Since the internet took off in the mid-1990s and sparked the modern tech era, this sector of our economy has been one of the most explosive generators of growth in our history. From e-commerce to social media to the app economy to the gig economy, innovators and entrepreneurs have capitalized on the democratic tenets of the tech ecosystem by creating new products designed to tackle problems faced by Americans every day. As a result, millions of people benefit daily from these advances. Yet these breakthroughs have also caused disruption.
This is not the first time our economy has experienced disruption. Government has a history of responding to innovations with new laws and regulations. In some cases, those responses were hasty and not based on evidence—failing to prioritize the concerns of Americans and unnecessarily stifling the innovative nature of the American economy. It is important for Congress to remember these lessons learned as they strive to strike the delicate balance between safety, privacy, and innovation.
It is also imperative that our maturing debate on technology’s role in our society is grounded in facts and evidence—that while we consider the risks, we equally weigh the rewards. America’s economy has undoubtedly benefited from the entrepreneurial nature of the tech ecosystem, as well as the products it has produced.
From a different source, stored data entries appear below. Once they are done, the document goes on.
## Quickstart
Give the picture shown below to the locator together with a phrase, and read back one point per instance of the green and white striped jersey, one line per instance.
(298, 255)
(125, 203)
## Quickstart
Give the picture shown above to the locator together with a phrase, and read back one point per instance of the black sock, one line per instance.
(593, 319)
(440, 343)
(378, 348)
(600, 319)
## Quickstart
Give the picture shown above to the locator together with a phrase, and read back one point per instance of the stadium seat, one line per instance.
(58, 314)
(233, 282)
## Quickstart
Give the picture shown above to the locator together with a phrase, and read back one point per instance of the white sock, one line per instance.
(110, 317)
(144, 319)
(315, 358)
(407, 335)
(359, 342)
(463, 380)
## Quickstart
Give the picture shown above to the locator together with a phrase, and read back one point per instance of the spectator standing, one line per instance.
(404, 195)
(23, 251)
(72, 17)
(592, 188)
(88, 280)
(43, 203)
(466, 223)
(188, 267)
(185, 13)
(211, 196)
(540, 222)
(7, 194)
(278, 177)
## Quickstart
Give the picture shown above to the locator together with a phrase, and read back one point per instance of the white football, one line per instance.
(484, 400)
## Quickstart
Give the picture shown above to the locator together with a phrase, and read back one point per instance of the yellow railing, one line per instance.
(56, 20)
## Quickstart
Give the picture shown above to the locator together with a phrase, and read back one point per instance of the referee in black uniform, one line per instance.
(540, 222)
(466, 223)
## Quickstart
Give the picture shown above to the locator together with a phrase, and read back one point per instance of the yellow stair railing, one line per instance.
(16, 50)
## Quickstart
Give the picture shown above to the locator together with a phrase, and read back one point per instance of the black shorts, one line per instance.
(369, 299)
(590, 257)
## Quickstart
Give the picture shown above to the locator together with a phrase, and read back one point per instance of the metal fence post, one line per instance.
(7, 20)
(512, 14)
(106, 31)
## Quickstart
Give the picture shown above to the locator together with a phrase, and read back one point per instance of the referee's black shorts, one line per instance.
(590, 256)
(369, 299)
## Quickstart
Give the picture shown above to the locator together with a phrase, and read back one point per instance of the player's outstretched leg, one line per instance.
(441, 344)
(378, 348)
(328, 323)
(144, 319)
Finally, it is important to appropriately classify technology in our conversations. Technology and technology companies have injected efficiencies into American businesses—large and small—across industries. This highlights the complexity and significance of the regulatory conversations ahead of us.
Tackling these challenges won’t be easy, especially given the accelerated rate of innovation in the tech sector. But smart and appropriate action is possible if all the relevant parties work together to thoughtfully evaluate our current challenges and depend on data and evidence to guide those conversations. The U.S. Chamber of Commerce looks forward to engaging in this process and continuing our work to support responsible and effective tech policy.